Consider the following statements when reading tips and advice, to help you discern what information is valuable to you:
The transition from high school to the professional world looks different for everyone – with education, work experience, social growth, mentor relationships, service work, mistakes and triumphs as just a few of the components. Your student’s particular course to adulthood is his alone.
Although your role might vary from cheerleader to advisor to voice of reason, you’re limited to being an observer and not an active participant in your student’s life. Any advice that tells you to take charge or step in to move your student along or set things right is probably taking away his opportunity to gain independence.
Tuition has been trending upward for years, with little relief in sight. Finding the most sensible and affordable way to provide your student with education will take work. Expect to join your student in searching for scholarships and grants, researching federal aid programs, drafting and redrafting family and student budgets and making informed decisions about loans.
Any financial solution touted on the Web as a simple way to pay for college – whether it’s an annuity, savings plan, investment or loan – is likely to be complicated and riddled with small print and steep penalties.
The most expensive is not always the best, and claims at being “the best” – whether from a reliable source or not – don’t necessarily mean it’s the best for you and your student. Online college rankings usually hype Ivy League or private schools as “the best,” which also amount to the most expensive.

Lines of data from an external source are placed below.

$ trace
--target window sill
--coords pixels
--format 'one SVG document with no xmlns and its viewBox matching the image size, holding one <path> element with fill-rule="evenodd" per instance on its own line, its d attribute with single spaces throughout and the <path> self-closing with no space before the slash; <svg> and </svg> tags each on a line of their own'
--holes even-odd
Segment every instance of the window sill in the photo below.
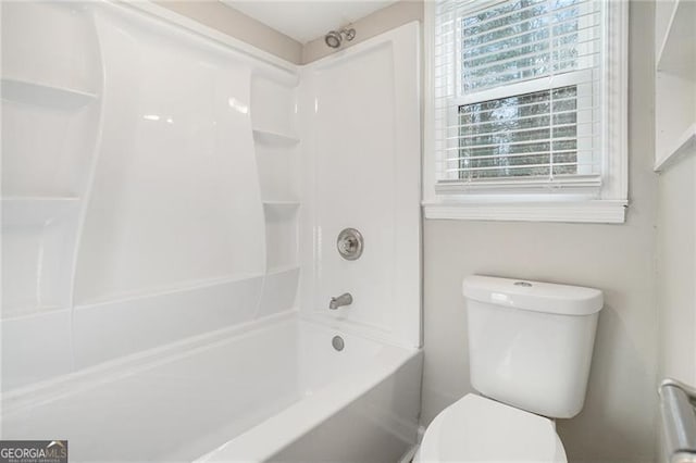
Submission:
<svg viewBox="0 0 696 463">
<path fill-rule="evenodd" d="M 627 204 L 625 200 L 424 202 L 423 212 L 425 218 L 622 224 Z"/>
</svg>

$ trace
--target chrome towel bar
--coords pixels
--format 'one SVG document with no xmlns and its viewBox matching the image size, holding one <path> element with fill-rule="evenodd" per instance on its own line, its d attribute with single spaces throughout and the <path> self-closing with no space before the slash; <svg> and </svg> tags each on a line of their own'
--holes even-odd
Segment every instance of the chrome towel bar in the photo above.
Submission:
<svg viewBox="0 0 696 463">
<path fill-rule="evenodd" d="M 664 462 L 696 463 L 696 389 L 664 379 L 659 388 Z"/>
</svg>

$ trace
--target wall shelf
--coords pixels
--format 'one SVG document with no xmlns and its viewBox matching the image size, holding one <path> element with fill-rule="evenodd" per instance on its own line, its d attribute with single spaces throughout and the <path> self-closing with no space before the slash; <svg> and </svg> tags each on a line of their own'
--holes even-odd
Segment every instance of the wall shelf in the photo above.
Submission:
<svg viewBox="0 0 696 463">
<path fill-rule="evenodd" d="M 253 141 L 271 147 L 290 148 L 299 143 L 300 139 L 294 135 L 278 134 L 276 132 L 254 128 Z"/>
<path fill-rule="evenodd" d="M 95 101 L 98 96 L 87 91 L 58 87 L 29 80 L 2 78 L 2 99 L 40 107 L 77 109 Z"/>
<path fill-rule="evenodd" d="M 657 71 L 696 80 L 696 1 L 679 0 L 657 59 Z"/>
<path fill-rule="evenodd" d="M 696 122 L 674 141 L 674 146 L 655 163 L 655 171 L 661 171 L 684 154 L 696 151 Z"/>
</svg>

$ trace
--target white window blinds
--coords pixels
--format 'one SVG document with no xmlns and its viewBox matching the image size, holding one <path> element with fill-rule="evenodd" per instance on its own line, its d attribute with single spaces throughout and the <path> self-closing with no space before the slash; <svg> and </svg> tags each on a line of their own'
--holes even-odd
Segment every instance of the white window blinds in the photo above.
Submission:
<svg viewBox="0 0 696 463">
<path fill-rule="evenodd" d="M 591 0 L 437 0 L 438 193 L 598 189 L 602 5 Z"/>
</svg>

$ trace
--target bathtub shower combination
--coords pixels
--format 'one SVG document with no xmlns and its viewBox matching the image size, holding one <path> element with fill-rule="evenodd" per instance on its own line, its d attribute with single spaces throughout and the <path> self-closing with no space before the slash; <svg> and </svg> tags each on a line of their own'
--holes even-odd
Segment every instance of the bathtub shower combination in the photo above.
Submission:
<svg viewBox="0 0 696 463">
<path fill-rule="evenodd" d="M 295 66 L 149 2 L 3 2 L 2 439 L 398 460 L 418 48 L 412 23 Z"/>
</svg>

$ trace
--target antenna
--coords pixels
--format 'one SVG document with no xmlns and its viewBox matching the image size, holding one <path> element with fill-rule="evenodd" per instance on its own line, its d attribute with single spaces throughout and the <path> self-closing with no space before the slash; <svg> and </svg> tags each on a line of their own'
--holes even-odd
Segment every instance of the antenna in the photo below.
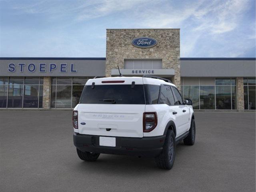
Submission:
<svg viewBox="0 0 256 192">
<path fill-rule="evenodd" d="M 118 66 L 118 65 L 117 65 L 117 67 L 118 68 L 118 71 L 119 71 L 119 76 L 118 76 L 118 77 L 122 77 L 123 75 L 122 75 L 122 73 L 121 73 L 121 72 L 120 72 L 120 70 L 119 69 L 119 66 Z"/>
</svg>

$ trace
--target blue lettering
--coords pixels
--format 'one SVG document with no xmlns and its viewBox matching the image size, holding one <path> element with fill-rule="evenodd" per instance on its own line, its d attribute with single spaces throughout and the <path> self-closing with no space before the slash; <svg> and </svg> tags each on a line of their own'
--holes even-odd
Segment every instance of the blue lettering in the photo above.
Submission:
<svg viewBox="0 0 256 192">
<path fill-rule="evenodd" d="M 74 64 L 71 64 L 71 66 L 70 67 L 70 72 L 71 73 L 76 73 L 77 72 L 76 70 L 74 70 Z"/>
<path fill-rule="evenodd" d="M 18 63 L 18 65 L 20 66 L 20 72 L 23 72 L 23 66 L 25 66 L 25 63 Z"/>
<path fill-rule="evenodd" d="M 31 66 L 32 66 L 32 69 L 31 69 Z M 34 63 L 30 63 L 28 66 L 28 70 L 30 73 L 33 73 L 36 70 L 36 66 Z"/>
<path fill-rule="evenodd" d="M 60 64 L 60 72 L 67 72 L 67 64 L 61 63 Z"/>
<path fill-rule="evenodd" d="M 51 63 L 50 64 L 50 72 L 52 72 L 53 70 L 55 70 L 57 68 L 57 65 L 55 63 Z"/>
<path fill-rule="evenodd" d="M 46 72 L 46 64 L 45 63 L 40 63 L 39 64 L 39 72 Z"/>
<path fill-rule="evenodd" d="M 8 71 L 12 73 L 15 71 L 15 64 L 14 63 L 10 63 L 8 65 Z"/>
</svg>

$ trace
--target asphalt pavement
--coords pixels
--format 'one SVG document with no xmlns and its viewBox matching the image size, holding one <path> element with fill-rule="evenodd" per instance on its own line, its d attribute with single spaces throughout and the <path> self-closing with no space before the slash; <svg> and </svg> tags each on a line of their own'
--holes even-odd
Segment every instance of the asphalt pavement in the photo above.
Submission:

Even packing checklists for moving into the dorms include unnecessary items that rack up the bill, like over-the-top dorm décor and a technology arsenal complete with the latest computer, printer and scanner, which can be found and used for free in your student’s library. Common sense and a frugal filter can go a long way in distinguishing what costs are necessary.

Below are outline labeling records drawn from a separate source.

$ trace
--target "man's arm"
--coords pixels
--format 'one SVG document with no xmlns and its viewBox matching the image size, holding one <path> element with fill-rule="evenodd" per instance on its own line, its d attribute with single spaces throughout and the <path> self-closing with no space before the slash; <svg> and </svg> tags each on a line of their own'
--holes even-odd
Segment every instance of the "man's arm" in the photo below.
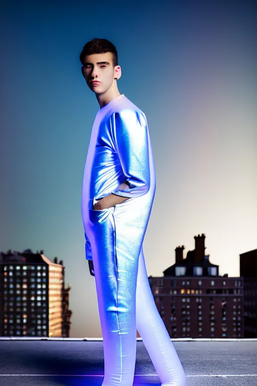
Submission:
<svg viewBox="0 0 257 386">
<path fill-rule="evenodd" d="M 125 182 L 122 182 L 119 186 L 119 189 L 125 190 L 128 185 Z M 106 196 L 94 205 L 93 209 L 97 211 L 101 211 L 107 208 L 114 207 L 116 204 L 119 204 L 125 201 L 130 197 L 121 197 L 120 196 L 111 193 L 108 196 Z"/>
</svg>

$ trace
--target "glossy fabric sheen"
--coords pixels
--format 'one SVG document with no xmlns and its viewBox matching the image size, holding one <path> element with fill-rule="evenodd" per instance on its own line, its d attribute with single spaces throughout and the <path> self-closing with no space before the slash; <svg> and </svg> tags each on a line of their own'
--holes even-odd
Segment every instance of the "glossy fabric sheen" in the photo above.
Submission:
<svg viewBox="0 0 257 386">
<path fill-rule="evenodd" d="M 127 188 L 119 189 L 125 180 Z M 146 116 L 122 94 L 96 115 L 82 194 L 86 258 L 93 260 L 103 336 L 105 386 L 132 386 L 137 330 L 162 384 L 186 384 L 154 302 L 144 256 L 155 189 Z M 111 208 L 93 209 L 111 192 L 130 198 Z"/>
</svg>

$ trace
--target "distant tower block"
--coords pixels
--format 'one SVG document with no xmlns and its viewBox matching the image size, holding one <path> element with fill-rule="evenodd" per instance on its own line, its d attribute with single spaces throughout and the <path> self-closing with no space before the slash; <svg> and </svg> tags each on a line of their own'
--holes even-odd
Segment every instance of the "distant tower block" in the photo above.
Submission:
<svg viewBox="0 0 257 386">
<path fill-rule="evenodd" d="M 183 260 L 183 251 L 185 249 L 184 245 L 177 247 L 175 250 L 176 263 L 182 263 Z"/>
</svg>

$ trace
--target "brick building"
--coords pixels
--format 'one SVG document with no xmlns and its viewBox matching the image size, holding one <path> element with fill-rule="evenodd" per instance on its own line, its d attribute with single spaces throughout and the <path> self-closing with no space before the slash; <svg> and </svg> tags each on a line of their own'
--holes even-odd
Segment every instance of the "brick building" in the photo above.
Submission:
<svg viewBox="0 0 257 386">
<path fill-rule="evenodd" d="M 219 276 L 205 255 L 205 236 L 194 238 L 186 258 L 184 247 L 178 247 L 164 276 L 149 278 L 168 331 L 171 338 L 242 338 L 243 279 Z"/>
</svg>

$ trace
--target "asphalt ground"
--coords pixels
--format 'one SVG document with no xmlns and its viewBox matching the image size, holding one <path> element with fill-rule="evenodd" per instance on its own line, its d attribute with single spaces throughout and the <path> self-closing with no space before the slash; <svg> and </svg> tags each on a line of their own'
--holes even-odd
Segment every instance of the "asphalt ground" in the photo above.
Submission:
<svg viewBox="0 0 257 386">
<path fill-rule="evenodd" d="M 257 340 L 173 341 L 187 386 L 257 386 Z M 161 382 L 142 341 L 134 384 Z M 102 341 L 0 340 L 1 386 L 100 386 Z"/>
</svg>

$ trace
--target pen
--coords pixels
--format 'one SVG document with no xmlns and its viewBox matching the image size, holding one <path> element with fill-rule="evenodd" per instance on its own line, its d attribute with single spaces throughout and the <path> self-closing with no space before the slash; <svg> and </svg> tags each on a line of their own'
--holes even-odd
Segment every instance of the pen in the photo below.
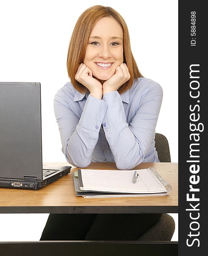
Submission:
<svg viewBox="0 0 208 256">
<path fill-rule="evenodd" d="M 136 180 L 137 179 L 137 177 L 138 177 L 138 174 L 137 173 L 137 171 L 135 171 L 133 174 L 133 183 L 136 183 Z"/>
</svg>

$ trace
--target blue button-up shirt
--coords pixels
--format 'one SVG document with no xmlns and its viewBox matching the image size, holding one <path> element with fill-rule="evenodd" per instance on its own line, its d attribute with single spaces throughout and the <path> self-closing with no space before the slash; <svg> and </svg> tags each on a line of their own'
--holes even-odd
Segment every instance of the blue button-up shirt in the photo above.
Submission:
<svg viewBox="0 0 208 256">
<path fill-rule="evenodd" d="M 68 82 L 54 99 L 66 160 L 80 168 L 115 162 L 118 169 L 127 170 L 142 162 L 159 162 L 154 137 L 162 99 L 160 85 L 144 78 L 121 94 L 114 91 L 101 100 Z"/>
</svg>

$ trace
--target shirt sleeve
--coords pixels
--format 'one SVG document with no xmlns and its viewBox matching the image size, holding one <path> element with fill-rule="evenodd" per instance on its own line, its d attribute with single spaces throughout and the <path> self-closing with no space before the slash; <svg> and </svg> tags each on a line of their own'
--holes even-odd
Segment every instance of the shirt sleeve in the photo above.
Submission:
<svg viewBox="0 0 208 256">
<path fill-rule="evenodd" d="M 54 108 L 58 125 L 62 152 L 67 161 L 80 168 L 91 163 L 107 106 L 103 100 L 88 96 L 80 119 L 70 108 L 63 92 L 54 98 Z M 72 104 L 76 104 L 72 100 Z"/>
<path fill-rule="evenodd" d="M 162 95 L 159 84 L 149 84 L 134 106 L 135 115 L 129 125 L 118 91 L 103 96 L 107 105 L 104 130 L 118 169 L 132 169 L 143 160 L 154 134 Z"/>
</svg>

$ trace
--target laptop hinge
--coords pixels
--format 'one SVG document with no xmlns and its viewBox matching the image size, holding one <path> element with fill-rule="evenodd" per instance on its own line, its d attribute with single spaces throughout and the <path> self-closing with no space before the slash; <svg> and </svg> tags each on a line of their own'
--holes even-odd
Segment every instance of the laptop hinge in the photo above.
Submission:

When you search “college internships” and yield 8.7 million results, it can make the topic seem epic and your mission to find and follow the golden nuggets of advice buried within Google quite overwhelming. But whether your student’s current challenge is applying for college, choosing a major, landing an internship or securing a job, it’s not worth it to be wrought with stress. For you or your student.
No advice you come across should guarantee you results, and living in the moment – instead of glued to the computer screen looking for similar situations or plans of action – will be your best guarantee for finding a solution.